L’autre économie en campagne

Alors que s’ouvre le mois de l’économie sociale et solidaire, le secteur, riche de ses 2,3 millions d’emplois non délocalisables, a de plus en plus d’arguments pour se faire entendre par les candidats.

Pauline Graulle  • 4 novembre 2011 abonné·es

Novembre, depuis quatre ans, préside à l’inauguration du Mois de l’économie sociale et solidaire (ESS). Cette année, c’est aussi la rampe de lancement des acteurs de l’ESS, décidés à s’inviter dans la campagne présidentielle. « À vrai dire, on n’a pas vraiment besoin de “s’inviter”. Vu les circonstances, ce sont les gens qui attendent de nous des alternatives » , estime Guillaume Légaud, directeur général du Conseil des entreprises, employeurs et groupements de l’économie sociale (Ceges).

Côté associations, mutuelles ou coopératives, il s’agit, avant mai 2012, de s’organiser pour « sortir du discours déclamatoire » – dixit Guillaume Légaud. Et d’interpeller les futurs candidats. « Douze propositions de l’économie sociale et solidaire » seront présentées par le Ceges le 7 novembre, à l’occasion d’un échange avec les représentants des différents partis, du Front de gauche à l’UMP.

Au programme : remettre l’économie au service des personnes – et non plus de l’argent –, et partager les richesses produites. Deux axes déclinés en revendications : intégration des employeurs de l’ESS dans les instances de dialogue social, reconnaissance de la spécificité des services sociaux d’intérêt général dans les règles d’accès aux marchés publics, ou création d’une loi-cadre pour mieux définir le cadre juridique et les moyens d’actions de l’ESS…

En pleine crise économique, « l’ESS apparaît de plus en plus comme une vraie alternative à la société capitaliste » , estime Jean-Louis Cabrespines, président du Conseil national des chambres régionales de l’économie sociale (CNCRES), qui dénonce les atteintes du gouvernement au secteur mutualiste via la taxe sur les complémentaires santé, et les baisses de subventions accordées aux associations.

« Nous sommes le maquis d’une nouvelle résistance à ­l’inacceptable inégalité de ce monde ! , s’enthousiasme Claude Alphandéry, ancien résistant et président du Labo de l’ESS. L’ESS peut être la source d’une autre économie. Reste à réussir à la faire reconnaître comme force de transformation et non comme seulement une force de réparation. »

Côté politiques, le message est, semble-t-il, de mieux en mieux compris. « Quand l’économie “avec un grand E” s’écroule, un secteur qui représente 2,3 millions d’emplois non délocalisables apparaît soudain beaucoup moins anecdotique , ironise Guillaume Légaud. Les politiques commencent à nous regarder autrement. »

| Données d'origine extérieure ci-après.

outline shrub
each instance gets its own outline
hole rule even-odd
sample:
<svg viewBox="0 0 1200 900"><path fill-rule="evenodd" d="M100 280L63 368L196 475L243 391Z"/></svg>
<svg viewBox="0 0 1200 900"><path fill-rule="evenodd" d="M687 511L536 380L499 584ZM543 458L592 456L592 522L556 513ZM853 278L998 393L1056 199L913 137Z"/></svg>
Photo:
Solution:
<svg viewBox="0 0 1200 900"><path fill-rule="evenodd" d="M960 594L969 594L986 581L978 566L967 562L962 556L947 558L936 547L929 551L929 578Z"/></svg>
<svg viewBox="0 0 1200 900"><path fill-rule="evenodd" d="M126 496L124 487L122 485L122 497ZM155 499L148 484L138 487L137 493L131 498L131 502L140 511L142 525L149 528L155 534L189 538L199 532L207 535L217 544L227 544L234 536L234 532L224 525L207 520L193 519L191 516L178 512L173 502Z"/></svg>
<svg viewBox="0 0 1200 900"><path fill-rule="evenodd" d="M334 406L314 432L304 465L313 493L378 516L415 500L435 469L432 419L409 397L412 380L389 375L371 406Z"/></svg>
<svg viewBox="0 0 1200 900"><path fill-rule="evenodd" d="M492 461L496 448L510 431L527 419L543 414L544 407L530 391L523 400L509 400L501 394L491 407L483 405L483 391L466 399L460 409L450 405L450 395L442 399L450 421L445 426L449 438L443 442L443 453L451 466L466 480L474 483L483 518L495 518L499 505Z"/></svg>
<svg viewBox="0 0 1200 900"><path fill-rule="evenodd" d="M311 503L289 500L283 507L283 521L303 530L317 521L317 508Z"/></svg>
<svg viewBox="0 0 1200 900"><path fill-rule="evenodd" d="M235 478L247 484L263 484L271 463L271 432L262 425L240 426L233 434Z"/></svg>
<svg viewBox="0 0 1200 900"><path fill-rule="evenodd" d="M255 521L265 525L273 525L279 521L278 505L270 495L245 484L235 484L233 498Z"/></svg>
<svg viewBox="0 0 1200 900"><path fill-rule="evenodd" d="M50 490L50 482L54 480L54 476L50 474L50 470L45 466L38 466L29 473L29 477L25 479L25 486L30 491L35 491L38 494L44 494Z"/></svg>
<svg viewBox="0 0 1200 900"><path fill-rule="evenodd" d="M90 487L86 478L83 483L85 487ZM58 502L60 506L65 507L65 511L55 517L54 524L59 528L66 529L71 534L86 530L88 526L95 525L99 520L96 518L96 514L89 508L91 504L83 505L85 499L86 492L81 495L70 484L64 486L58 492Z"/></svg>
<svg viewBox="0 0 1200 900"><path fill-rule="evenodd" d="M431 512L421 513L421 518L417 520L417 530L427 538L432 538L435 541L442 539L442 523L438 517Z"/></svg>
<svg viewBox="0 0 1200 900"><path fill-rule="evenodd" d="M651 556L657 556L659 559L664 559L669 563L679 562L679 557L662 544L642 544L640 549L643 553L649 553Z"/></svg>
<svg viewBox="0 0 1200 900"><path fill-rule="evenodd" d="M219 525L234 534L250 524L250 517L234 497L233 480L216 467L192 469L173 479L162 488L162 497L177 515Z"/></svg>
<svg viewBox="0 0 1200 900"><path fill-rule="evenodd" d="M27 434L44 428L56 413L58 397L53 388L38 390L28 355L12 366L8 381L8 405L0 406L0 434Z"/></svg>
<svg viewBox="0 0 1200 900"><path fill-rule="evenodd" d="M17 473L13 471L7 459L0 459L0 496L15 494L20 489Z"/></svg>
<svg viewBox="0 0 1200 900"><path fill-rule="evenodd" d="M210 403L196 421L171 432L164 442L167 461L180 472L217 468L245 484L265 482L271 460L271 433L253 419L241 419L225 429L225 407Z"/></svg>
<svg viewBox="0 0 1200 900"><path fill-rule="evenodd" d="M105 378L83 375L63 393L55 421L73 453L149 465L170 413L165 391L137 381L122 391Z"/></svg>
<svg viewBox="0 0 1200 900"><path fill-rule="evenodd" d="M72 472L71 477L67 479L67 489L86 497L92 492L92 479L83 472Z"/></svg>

Entre le développement des services à la personne et le financement de la protection sociale par les assurances et les mutuelles, le secteur est de toute façon voué à occuper une place de plus en plus importante. Pour l’instant, néanmoins, « on attend toujours que les partis prennent réellement position, qu’ils s’engagent » , ajoute Guillaume Légaud, qui dit vouloir discuter avec l’ensemble de l’échiquier politique.

Certains partis sont plus avancés que d’autres. Selon Gérard Andreck, président du Ceges, le gouvernement « a essayé de nous endormir avec le rapport Vercamer »  [remis en avril 2010 au Premier ministre, François Fillon, par le député éponyme du Nord, NDLR]. Quant à Roselyne Bachelot, ministre des Solidarités, elle a beau annoncer qu’elle va « poser les premiers jalons » d’une loi définissant et encadrant l’ESS, les acteurs du milieu sont persuadés qu’aucun changement majeur n’aura lieu avant la prochaine mandature.

En attendant, on se prépare. « Nous avons mis en place des groupes de travail dédiés aux questions d’ESS » , explique Sylvie Mayer, membre du conseil national de campagne du Front de gauche. Quatre axes de réflexion : le devenir des banques à statut coopératif et mutualiste, les conditions de travail dans l’économie sociale – et l’économie « traditionnelle » –, la vie associative (statut des salariés, bénévoles…), les questions concernant la propriété de l’entreprise – ou comment favoriser la reprise des sociétés par les salariés. « L’expérience de l’ESS doit nourrir l’alternative politique, et inversement. Il faut que tout cela se croise » , insiste Sylvie Mayer.

Cela semble déjà bien parti : « Depuis deux ou trois ans, l’ESS est intégrée dans les schémas régionaux des politiques publiques, se félicite Christiane Bouchart, spécialiste de l’ESS à Europe Écologie-Les Verts. Elle est présente à tous les niveaux de territoire. » Reste à conquérir l’échelon national.